You tend to stand out in a community of only 3500, especially when you have a camera hanging from your neck.
We parked on the main street in town - Hakiaha - and not only were there ample parks, the town is void of parking metres.
Over two days, we spoke to half of Taumarunui.
Many were curious about why we were there but they all wanted to yarn.
Some told of the lack of resources for youth and the lack of jobs.
Tourism is the way forward, most said.
Forgotten World Adventures run rail cart tours from Taumarunui (CHRISTEL YARDLEY/STUFF)
A 20-year-old, who only wanted to be known as Dan, asked if we could campaign for a pub in the town.
The town has been forgotten, and neglected, but it's a community that is welcoming, hopeful and boy, do they feed you well.
Two hours north is a suburb that has no similarities to Taumarunui.
In fact - it's the complete opposite.
House values in Hamilton's newly-carved suburb, Rototuna, are among the most expensive in the city.
You could buy four three-bedroom homes in Taumarunui for the price of one house in Rototuna.
The suburb attracts the elite and if you're a first-home buyer, you're probably not going to be able to afford to live here.
Cookie-cutter houses line the streets and semi-retired couples walk their labradoodles.
The suburb is aesthetically pleasing.
But many don't know their neighbours, you can become lost in a suburb where everyone blends in.
The grind to maintain a three-quarter-of-a-million dollar mortgage means most people have fulltime jobs.
Rototuna has five high-decile primary schools in the area.
It's a big attraction, according to local principal Brian Sheedy.
I attended a community meeting a few years ago, where parents from Rototuna cried at the thought of having to send their children to nearby decile three Fairfield College.
They wanted a high school and the Ministry of Education gave them one.
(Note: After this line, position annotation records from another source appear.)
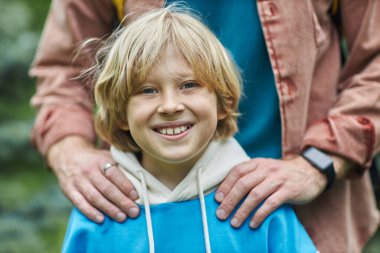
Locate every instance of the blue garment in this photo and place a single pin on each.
(237, 25)
(178, 228)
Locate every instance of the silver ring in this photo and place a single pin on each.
(106, 166)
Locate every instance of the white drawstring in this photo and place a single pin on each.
(203, 209)
(148, 217)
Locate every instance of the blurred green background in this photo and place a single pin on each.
(33, 211)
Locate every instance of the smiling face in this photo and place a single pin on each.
(172, 117)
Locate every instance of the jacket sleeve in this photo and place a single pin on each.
(65, 105)
(352, 128)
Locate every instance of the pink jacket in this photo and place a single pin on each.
(334, 109)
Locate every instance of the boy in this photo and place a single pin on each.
(167, 93)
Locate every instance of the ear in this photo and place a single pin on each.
(124, 126)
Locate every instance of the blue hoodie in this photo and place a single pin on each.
(183, 219)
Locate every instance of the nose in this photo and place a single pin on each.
(170, 103)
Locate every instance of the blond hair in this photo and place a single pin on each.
(129, 54)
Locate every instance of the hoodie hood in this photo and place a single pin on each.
(213, 167)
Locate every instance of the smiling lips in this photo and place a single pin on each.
(173, 130)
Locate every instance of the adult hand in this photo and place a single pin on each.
(273, 181)
(77, 165)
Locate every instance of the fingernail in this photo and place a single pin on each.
(133, 212)
(253, 224)
(235, 222)
(120, 216)
(134, 195)
(219, 196)
(99, 219)
(221, 214)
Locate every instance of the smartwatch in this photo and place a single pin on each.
(321, 162)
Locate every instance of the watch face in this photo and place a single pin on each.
(317, 158)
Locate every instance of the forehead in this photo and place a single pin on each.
(170, 63)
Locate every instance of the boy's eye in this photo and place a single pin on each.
(189, 85)
(148, 91)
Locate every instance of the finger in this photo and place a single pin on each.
(97, 200)
(122, 182)
(115, 196)
(233, 176)
(240, 189)
(254, 198)
(82, 204)
(269, 205)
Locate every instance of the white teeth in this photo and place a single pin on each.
(172, 131)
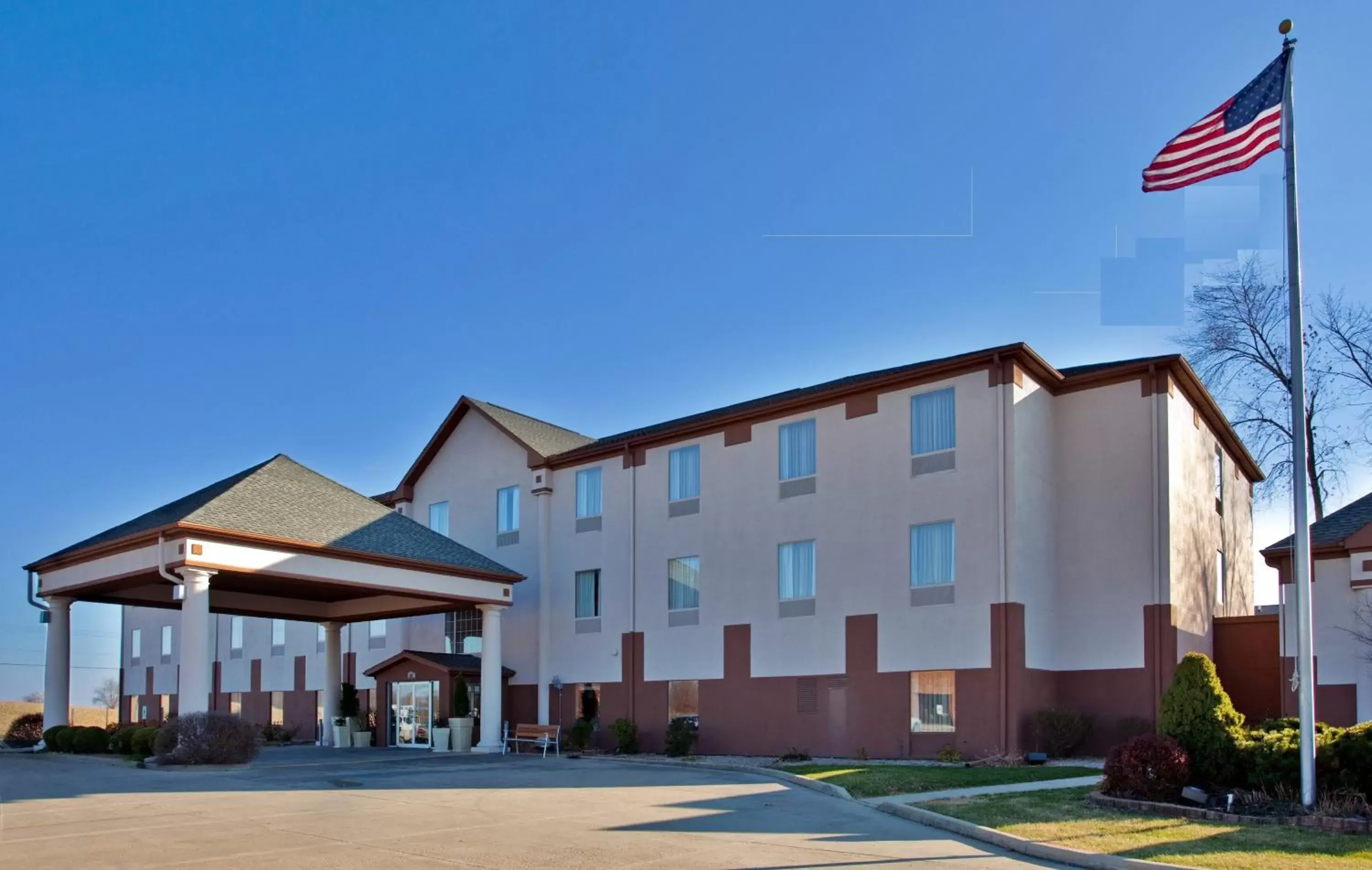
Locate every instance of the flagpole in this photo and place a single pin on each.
(1300, 482)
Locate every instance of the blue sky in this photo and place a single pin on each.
(236, 230)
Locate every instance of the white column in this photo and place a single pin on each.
(545, 597)
(492, 713)
(332, 678)
(197, 661)
(57, 676)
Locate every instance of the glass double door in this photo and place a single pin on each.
(412, 714)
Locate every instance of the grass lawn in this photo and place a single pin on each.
(880, 780)
(1062, 817)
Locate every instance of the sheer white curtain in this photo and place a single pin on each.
(931, 553)
(684, 584)
(507, 510)
(588, 595)
(796, 449)
(588, 492)
(933, 422)
(796, 570)
(684, 474)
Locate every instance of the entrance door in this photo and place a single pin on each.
(412, 714)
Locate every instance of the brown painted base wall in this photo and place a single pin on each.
(866, 711)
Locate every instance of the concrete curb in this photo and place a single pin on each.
(1061, 854)
(1064, 855)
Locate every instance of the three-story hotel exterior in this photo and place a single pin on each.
(891, 563)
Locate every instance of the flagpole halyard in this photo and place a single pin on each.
(1300, 446)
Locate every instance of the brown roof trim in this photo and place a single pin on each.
(183, 529)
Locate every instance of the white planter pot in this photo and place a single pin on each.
(461, 735)
(441, 739)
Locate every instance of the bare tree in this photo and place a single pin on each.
(107, 696)
(1237, 338)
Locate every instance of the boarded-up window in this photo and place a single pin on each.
(807, 695)
(682, 699)
(932, 700)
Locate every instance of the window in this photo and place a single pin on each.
(684, 584)
(796, 451)
(588, 492)
(684, 474)
(507, 510)
(438, 518)
(796, 570)
(933, 422)
(931, 553)
(932, 700)
(1219, 577)
(684, 700)
(588, 595)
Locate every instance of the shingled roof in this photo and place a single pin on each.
(1335, 527)
(283, 500)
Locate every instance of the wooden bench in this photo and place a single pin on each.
(542, 736)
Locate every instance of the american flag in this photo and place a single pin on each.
(1231, 138)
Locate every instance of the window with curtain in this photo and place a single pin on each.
(507, 510)
(588, 595)
(933, 422)
(932, 695)
(588, 492)
(931, 553)
(438, 518)
(684, 584)
(796, 570)
(684, 474)
(796, 449)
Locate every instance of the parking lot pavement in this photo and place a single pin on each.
(331, 809)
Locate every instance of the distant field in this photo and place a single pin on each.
(80, 715)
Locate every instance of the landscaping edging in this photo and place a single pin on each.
(1061, 854)
(1064, 855)
(1315, 822)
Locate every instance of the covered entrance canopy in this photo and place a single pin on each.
(280, 541)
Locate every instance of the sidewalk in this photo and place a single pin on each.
(918, 798)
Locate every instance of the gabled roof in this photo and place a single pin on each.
(282, 500)
(460, 663)
(1335, 529)
(571, 448)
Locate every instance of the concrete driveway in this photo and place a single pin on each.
(306, 807)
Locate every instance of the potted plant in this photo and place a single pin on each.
(461, 720)
(441, 735)
(363, 732)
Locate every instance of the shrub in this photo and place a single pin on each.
(682, 733)
(212, 739)
(461, 699)
(1147, 768)
(66, 739)
(25, 732)
(1198, 714)
(91, 740)
(579, 736)
(121, 743)
(143, 741)
(626, 736)
(164, 743)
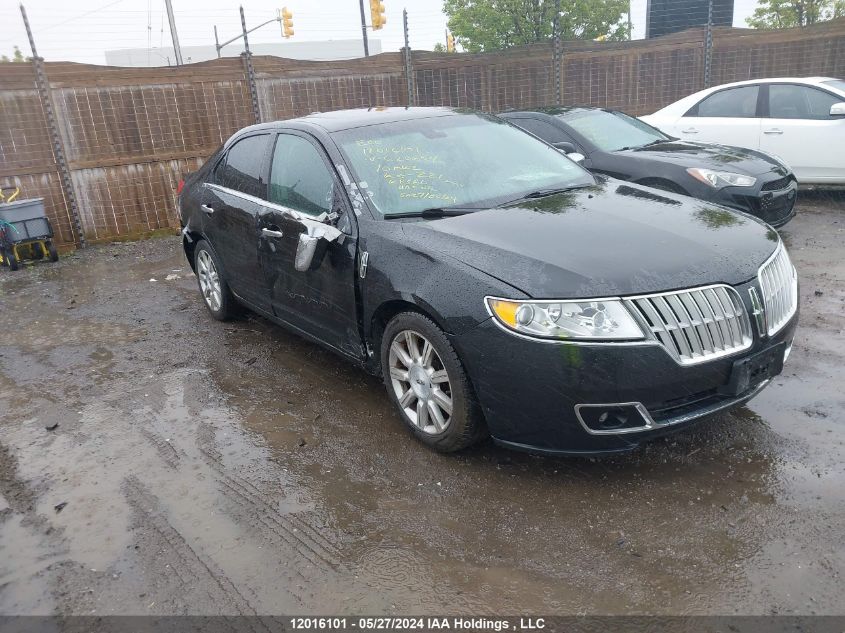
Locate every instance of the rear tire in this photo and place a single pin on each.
(213, 287)
(427, 382)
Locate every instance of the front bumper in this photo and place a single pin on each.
(774, 206)
(530, 390)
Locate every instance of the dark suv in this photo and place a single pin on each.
(612, 143)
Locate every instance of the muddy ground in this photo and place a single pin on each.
(213, 468)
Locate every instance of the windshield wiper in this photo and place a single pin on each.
(543, 193)
(649, 144)
(436, 212)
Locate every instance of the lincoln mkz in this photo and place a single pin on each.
(495, 285)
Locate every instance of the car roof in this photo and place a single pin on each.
(553, 110)
(337, 120)
(776, 80)
(681, 105)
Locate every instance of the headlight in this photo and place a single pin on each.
(601, 320)
(719, 179)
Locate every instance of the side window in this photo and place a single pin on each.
(241, 168)
(735, 102)
(299, 177)
(789, 101)
(544, 130)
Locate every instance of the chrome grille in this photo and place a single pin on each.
(779, 285)
(696, 325)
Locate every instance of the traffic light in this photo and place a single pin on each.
(287, 22)
(377, 14)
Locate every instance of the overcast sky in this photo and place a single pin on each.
(81, 30)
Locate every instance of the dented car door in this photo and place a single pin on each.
(307, 243)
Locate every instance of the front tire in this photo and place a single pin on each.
(427, 382)
(213, 287)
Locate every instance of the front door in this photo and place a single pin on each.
(231, 201)
(320, 301)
Rototuna Junior High School opened last year, followed by the senior high this year.
Real estate agent Cathy O'Shea has sold 122 hectares of land in Rototuna over the last 10 years (CHRISTEL YARDLEY/STUFF)
There's no land left to build in Rototuna, houses are being snapped up as soon as they come on the market and one real estate agent said she sold land on the outskirts of the city, that won't be developed until 2040.
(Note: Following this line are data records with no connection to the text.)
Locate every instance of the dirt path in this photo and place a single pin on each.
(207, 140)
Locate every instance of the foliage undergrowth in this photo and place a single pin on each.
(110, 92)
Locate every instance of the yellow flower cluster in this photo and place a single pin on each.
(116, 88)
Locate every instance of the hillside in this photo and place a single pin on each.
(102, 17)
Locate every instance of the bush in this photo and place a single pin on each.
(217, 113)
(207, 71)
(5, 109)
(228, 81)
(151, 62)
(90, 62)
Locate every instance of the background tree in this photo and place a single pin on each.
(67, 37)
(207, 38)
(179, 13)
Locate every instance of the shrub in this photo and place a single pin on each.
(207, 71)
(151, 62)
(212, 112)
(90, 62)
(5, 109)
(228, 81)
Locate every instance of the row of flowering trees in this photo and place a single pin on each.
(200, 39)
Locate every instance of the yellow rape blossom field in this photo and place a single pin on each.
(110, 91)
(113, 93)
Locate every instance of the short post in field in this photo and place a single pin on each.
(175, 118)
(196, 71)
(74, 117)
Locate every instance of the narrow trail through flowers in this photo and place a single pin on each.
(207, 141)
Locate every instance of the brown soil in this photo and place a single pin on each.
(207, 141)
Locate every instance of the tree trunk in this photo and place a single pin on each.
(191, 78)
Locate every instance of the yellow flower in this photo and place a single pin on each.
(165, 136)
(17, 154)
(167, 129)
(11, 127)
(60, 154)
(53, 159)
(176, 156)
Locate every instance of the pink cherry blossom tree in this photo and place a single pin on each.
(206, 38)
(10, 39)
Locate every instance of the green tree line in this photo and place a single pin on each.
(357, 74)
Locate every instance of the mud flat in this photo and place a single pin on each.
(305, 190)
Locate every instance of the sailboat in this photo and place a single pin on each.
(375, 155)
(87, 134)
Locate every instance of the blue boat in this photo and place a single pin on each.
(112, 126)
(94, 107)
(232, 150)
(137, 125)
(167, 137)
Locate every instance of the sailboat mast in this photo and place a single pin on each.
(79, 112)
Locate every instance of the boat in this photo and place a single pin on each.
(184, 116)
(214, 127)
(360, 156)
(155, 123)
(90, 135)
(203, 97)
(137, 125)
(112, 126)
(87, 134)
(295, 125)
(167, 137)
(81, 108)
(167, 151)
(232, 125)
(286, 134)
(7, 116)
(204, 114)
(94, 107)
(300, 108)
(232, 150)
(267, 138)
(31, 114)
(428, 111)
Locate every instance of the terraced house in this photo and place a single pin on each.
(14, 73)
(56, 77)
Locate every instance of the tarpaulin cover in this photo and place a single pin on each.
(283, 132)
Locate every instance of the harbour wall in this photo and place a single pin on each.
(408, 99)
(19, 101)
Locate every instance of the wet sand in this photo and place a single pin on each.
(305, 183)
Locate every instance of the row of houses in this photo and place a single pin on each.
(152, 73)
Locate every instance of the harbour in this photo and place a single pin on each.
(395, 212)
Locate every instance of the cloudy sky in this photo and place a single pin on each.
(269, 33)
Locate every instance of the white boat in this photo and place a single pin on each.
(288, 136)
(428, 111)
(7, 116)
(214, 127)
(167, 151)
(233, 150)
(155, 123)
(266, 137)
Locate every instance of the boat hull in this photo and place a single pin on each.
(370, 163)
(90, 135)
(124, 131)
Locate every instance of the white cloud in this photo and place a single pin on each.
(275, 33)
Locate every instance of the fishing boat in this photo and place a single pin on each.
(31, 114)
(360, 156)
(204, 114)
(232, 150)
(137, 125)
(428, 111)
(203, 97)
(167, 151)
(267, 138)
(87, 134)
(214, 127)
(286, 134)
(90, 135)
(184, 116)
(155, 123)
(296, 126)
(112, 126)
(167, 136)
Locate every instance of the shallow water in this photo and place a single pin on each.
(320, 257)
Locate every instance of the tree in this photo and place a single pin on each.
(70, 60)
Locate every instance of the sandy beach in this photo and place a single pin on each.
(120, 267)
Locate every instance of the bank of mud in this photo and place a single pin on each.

The area is perceived as safe and many of its residents would agree that it is. But what's a beautiful home if you're working too hard to enjoy it?
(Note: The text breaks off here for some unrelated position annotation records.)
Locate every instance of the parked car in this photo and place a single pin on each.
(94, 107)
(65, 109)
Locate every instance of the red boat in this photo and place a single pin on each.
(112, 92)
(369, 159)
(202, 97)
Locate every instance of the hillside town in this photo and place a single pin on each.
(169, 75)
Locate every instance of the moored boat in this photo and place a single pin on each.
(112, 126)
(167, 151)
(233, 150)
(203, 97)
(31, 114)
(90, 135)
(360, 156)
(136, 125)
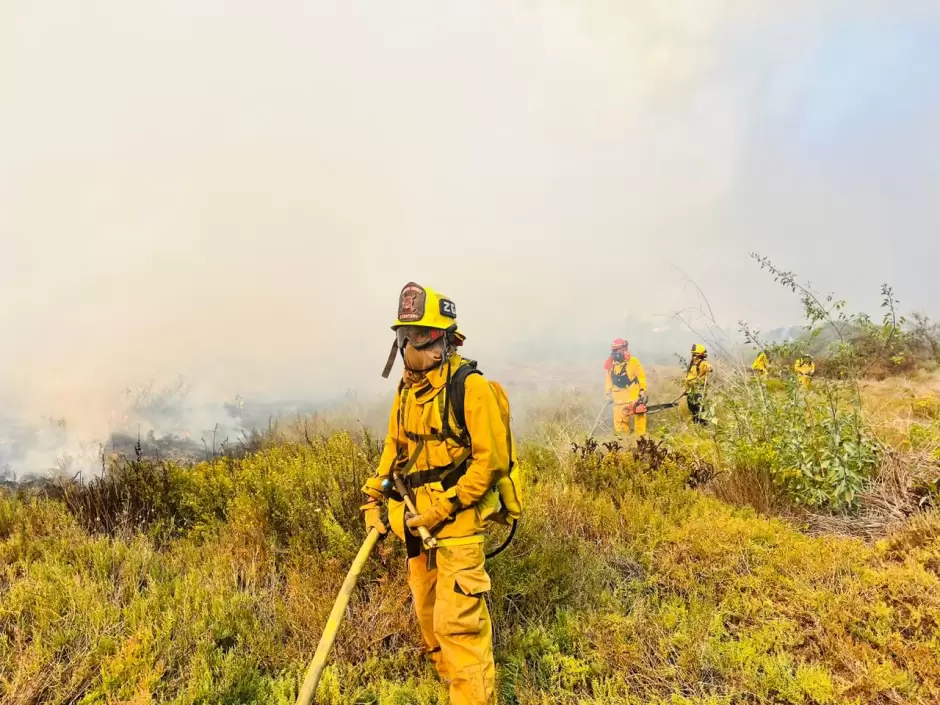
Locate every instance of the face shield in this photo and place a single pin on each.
(419, 336)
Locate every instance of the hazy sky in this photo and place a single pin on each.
(236, 191)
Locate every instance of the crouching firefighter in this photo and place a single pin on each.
(450, 449)
(626, 387)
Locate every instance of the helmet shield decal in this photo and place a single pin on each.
(411, 303)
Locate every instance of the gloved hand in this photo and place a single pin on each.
(372, 515)
(434, 515)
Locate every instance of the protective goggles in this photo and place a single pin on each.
(418, 336)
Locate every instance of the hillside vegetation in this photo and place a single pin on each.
(788, 553)
(629, 582)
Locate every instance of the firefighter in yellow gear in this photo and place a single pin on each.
(626, 387)
(805, 368)
(760, 365)
(453, 487)
(696, 383)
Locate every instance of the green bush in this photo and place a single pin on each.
(814, 444)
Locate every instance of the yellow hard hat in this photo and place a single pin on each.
(424, 316)
(423, 306)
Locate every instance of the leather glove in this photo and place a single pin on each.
(372, 515)
(434, 515)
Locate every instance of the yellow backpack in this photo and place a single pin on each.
(508, 486)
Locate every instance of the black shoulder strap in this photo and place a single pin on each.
(457, 391)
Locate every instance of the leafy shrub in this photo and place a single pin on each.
(814, 445)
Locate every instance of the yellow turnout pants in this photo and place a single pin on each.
(455, 620)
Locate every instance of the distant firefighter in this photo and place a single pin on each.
(696, 382)
(760, 365)
(805, 368)
(626, 387)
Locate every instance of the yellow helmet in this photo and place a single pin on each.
(424, 316)
(423, 306)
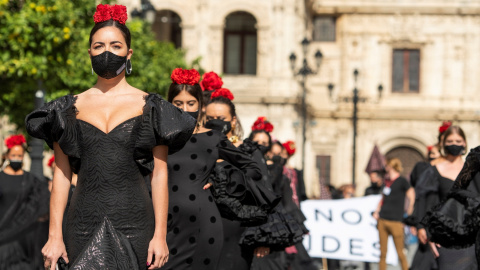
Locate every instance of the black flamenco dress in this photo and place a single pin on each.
(110, 219)
(24, 199)
(195, 230)
(451, 256)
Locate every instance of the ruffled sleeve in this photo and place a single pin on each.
(55, 122)
(162, 124)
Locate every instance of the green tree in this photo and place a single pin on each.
(46, 42)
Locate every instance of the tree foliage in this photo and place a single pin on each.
(46, 41)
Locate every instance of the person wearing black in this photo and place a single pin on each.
(23, 202)
(436, 188)
(390, 211)
(376, 180)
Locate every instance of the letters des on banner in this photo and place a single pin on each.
(344, 230)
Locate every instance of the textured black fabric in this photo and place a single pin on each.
(393, 203)
(110, 220)
(108, 65)
(195, 231)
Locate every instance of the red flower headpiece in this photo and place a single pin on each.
(290, 147)
(185, 76)
(15, 140)
(222, 92)
(106, 12)
(50, 161)
(211, 81)
(444, 126)
(262, 124)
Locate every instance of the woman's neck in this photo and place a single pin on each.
(111, 86)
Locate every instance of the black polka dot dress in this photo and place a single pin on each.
(195, 230)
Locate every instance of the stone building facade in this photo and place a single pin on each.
(424, 53)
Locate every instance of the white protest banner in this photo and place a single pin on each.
(344, 230)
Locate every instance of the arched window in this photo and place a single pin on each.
(408, 156)
(167, 27)
(240, 44)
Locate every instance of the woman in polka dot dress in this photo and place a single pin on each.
(194, 229)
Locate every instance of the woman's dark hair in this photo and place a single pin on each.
(194, 90)
(454, 130)
(111, 22)
(255, 132)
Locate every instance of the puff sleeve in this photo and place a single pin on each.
(56, 122)
(162, 124)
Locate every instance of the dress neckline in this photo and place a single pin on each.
(145, 97)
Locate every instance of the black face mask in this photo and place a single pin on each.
(16, 164)
(108, 65)
(193, 114)
(454, 150)
(263, 149)
(280, 160)
(220, 125)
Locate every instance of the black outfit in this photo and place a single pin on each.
(394, 202)
(25, 199)
(195, 231)
(110, 220)
(454, 222)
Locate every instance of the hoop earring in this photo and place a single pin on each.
(129, 67)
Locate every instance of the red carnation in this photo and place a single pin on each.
(222, 92)
(15, 140)
(102, 14)
(262, 124)
(185, 76)
(50, 161)
(211, 81)
(119, 13)
(444, 126)
(290, 147)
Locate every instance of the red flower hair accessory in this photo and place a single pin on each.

These two communities are no better or worse than the each other.
Each caters for their people, and there are several pros and cons to living in both.
What I have learned though, is that it's not the beautiful streets or even the picturesque mountains that make a community what it is - it's the people.
It's the interactions and connections with those in your community groups, whether that be your marae, your school, your workplace or at the pub. Relationships are invaluable, possessions are secondary; bake for your neighbours, take a stroll, and look out for one another.